Kuijper P H, Gallardo Torres H I, Houben L A, Lammers J W, Zwaginga J J, Koenderman L
Department of Pulmonary Diseases, University Hospital Utrecht, The Netherlands.
J Leukoc Biol. 1998 Oct;64(4):467-73. doi: 10.1002/jlb.64.4.467.
Accumulation of monocyte-derived foam cells in focal areas of the atherosclerotic (A.S.-) lesion is one of the key events in early atherogenesis. Using a flow model for the damaged vessel wall, we examined the ability of ECM-bound platelets to induce monocyte tethering and adhesion.

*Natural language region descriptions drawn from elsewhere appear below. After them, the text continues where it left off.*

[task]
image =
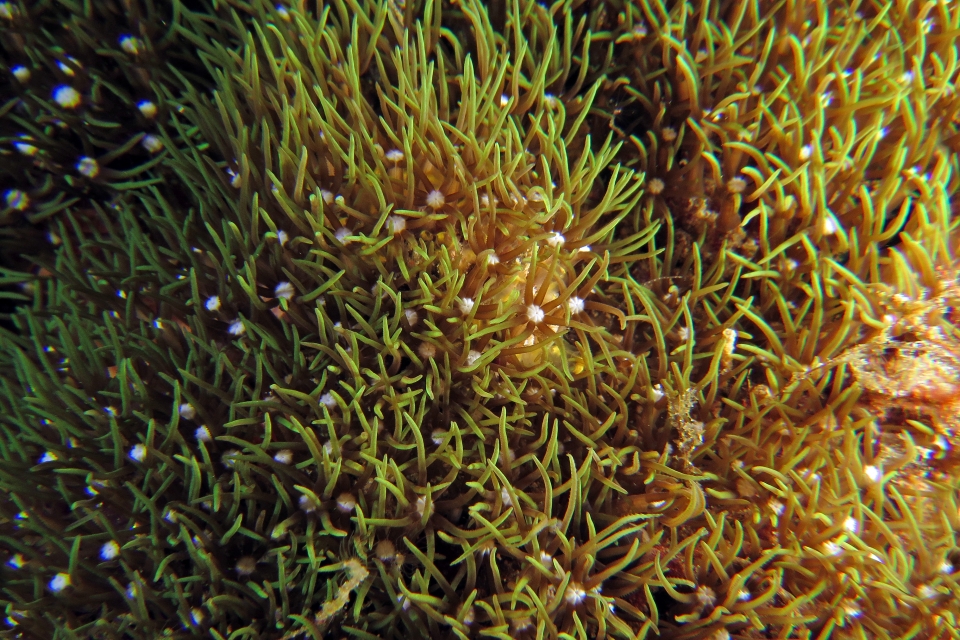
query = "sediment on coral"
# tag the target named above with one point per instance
(607, 320)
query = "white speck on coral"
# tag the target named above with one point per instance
(851, 524)
(736, 185)
(427, 350)
(435, 199)
(346, 502)
(396, 224)
(342, 235)
(830, 226)
(109, 551)
(535, 314)
(574, 594)
(283, 290)
(138, 452)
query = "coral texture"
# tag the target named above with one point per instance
(443, 320)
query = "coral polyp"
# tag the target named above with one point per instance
(436, 319)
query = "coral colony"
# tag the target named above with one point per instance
(452, 319)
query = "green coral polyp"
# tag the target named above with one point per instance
(434, 320)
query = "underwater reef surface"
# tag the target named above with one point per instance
(450, 319)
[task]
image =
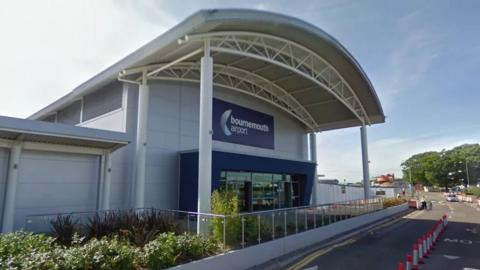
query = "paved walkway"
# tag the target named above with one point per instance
(384, 247)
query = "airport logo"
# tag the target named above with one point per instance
(239, 126)
(236, 124)
(224, 120)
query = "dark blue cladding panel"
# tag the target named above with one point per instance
(237, 124)
(236, 162)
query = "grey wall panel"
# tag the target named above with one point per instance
(102, 101)
(4, 155)
(70, 114)
(122, 159)
(173, 127)
(52, 182)
(51, 118)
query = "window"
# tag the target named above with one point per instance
(263, 191)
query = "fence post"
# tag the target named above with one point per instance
(296, 220)
(243, 231)
(273, 225)
(224, 232)
(335, 217)
(258, 224)
(306, 219)
(323, 216)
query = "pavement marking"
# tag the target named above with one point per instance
(326, 250)
(472, 230)
(319, 253)
(451, 257)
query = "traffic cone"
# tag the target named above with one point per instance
(415, 257)
(409, 262)
(420, 251)
(425, 246)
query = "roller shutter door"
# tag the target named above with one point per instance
(52, 182)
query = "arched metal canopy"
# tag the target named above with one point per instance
(279, 59)
(277, 53)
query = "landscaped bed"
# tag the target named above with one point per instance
(121, 240)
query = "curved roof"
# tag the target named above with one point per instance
(15, 129)
(281, 59)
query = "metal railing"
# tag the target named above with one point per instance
(234, 231)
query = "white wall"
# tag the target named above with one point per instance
(113, 121)
(390, 192)
(331, 193)
(4, 155)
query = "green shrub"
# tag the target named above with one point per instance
(168, 250)
(106, 253)
(21, 250)
(475, 191)
(63, 228)
(28, 251)
(161, 252)
(138, 227)
(226, 203)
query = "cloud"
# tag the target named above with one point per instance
(50, 47)
(339, 152)
(419, 45)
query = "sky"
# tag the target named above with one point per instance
(422, 57)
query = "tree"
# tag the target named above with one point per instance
(446, 168)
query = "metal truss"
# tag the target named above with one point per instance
(239, 80)
(289, 55)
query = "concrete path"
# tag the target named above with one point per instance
(383, 247)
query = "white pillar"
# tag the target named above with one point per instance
(366, 171)
(141, 143)
(205, 136)
(313, 158)
(11, 189)
(107, 180)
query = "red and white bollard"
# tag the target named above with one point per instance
(408, 265)
(415, 257)
(420, 251)
(425, 246)
(430, 241)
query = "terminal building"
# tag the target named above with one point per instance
(227, 98)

Whereas ECM-proteins alone induced monocyte adhesion only at low shear stresses (< 100 mPa), ECM-bound platelets induced monocyte rolling and adhesion at shear stresses up to 240 mPa. Studies with specific antibodies showed that monocyte adhesion to platelets was mainly mediated by P-selectin and monocyte PSGL-1 (maximum inhibition 90%). beta2-Integrin blocking CD18 and CD11b antibodies partly inhibited the arrest of rolling cells. Antibodies against other adhesion molecules such as LFA-1, PECAM-1, and beta1-integrins had no effect. Even sparsely adhered platelets (approximately 10% coverage of the surface) already strongly supported monocyte tethering. In conclusion, activated platelets present on ECM are a powerful adhesive substrate for monocyte recruitment under flow conditions.

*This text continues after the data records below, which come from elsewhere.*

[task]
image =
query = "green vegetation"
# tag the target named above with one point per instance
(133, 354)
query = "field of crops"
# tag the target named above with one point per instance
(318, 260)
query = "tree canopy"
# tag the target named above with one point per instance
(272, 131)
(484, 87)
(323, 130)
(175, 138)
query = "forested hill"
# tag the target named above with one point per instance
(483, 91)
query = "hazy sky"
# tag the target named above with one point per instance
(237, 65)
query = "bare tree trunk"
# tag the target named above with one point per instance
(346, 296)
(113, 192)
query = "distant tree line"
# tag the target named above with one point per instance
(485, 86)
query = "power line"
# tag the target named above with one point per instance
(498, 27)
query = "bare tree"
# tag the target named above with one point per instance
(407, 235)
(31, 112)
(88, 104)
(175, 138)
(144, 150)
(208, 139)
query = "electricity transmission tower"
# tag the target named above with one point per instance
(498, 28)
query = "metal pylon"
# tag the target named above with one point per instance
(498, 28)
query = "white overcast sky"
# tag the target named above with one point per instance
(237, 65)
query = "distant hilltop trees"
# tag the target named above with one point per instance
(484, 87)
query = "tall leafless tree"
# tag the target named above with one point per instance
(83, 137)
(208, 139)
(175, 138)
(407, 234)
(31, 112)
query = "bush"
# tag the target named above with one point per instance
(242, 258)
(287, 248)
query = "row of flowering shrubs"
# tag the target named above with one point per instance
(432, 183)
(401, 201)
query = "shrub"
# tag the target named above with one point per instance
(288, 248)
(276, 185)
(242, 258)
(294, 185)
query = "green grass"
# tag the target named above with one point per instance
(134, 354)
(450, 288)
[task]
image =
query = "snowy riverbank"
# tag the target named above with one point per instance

单核细胞源性泡沫细胞在动脉粥样硬化(A.S.)病变的局部区域积聚是早期动脉粥样硬化形成的关键事件之一。我们使用受损血管壁的流动模型,研究了细胞外基质(ECM)结合的血小板诱导单核细胞系留和黏附的能力。单独的ECM蛋白仅在低剪切应力(<100 mPa)下诱导单核细胞黏附,而ECM结合的血小板在高达240 mPa的剪切应力下诱导单核细胞滚动和黏附。使用特异性抗体的研究表明,单核细胞与血小板的黏附主要由P-选择素和单核细胞PSGL-1介导(最大抑制率90%)。阻断CD18和CD11b的β2整合素抗体部分抑制滚动细胞的停滞。针对其他黏附分子如LFA-1、PECAM-1和β1整合素的抗体没有作用。即使是稀疏黏附的血小板(表面覆盖率约10%)也已经强烈支持单核细胞系留。总之,存在于ECM上的活化血小板是流动条件下单核细胞募集的强大黏附底物。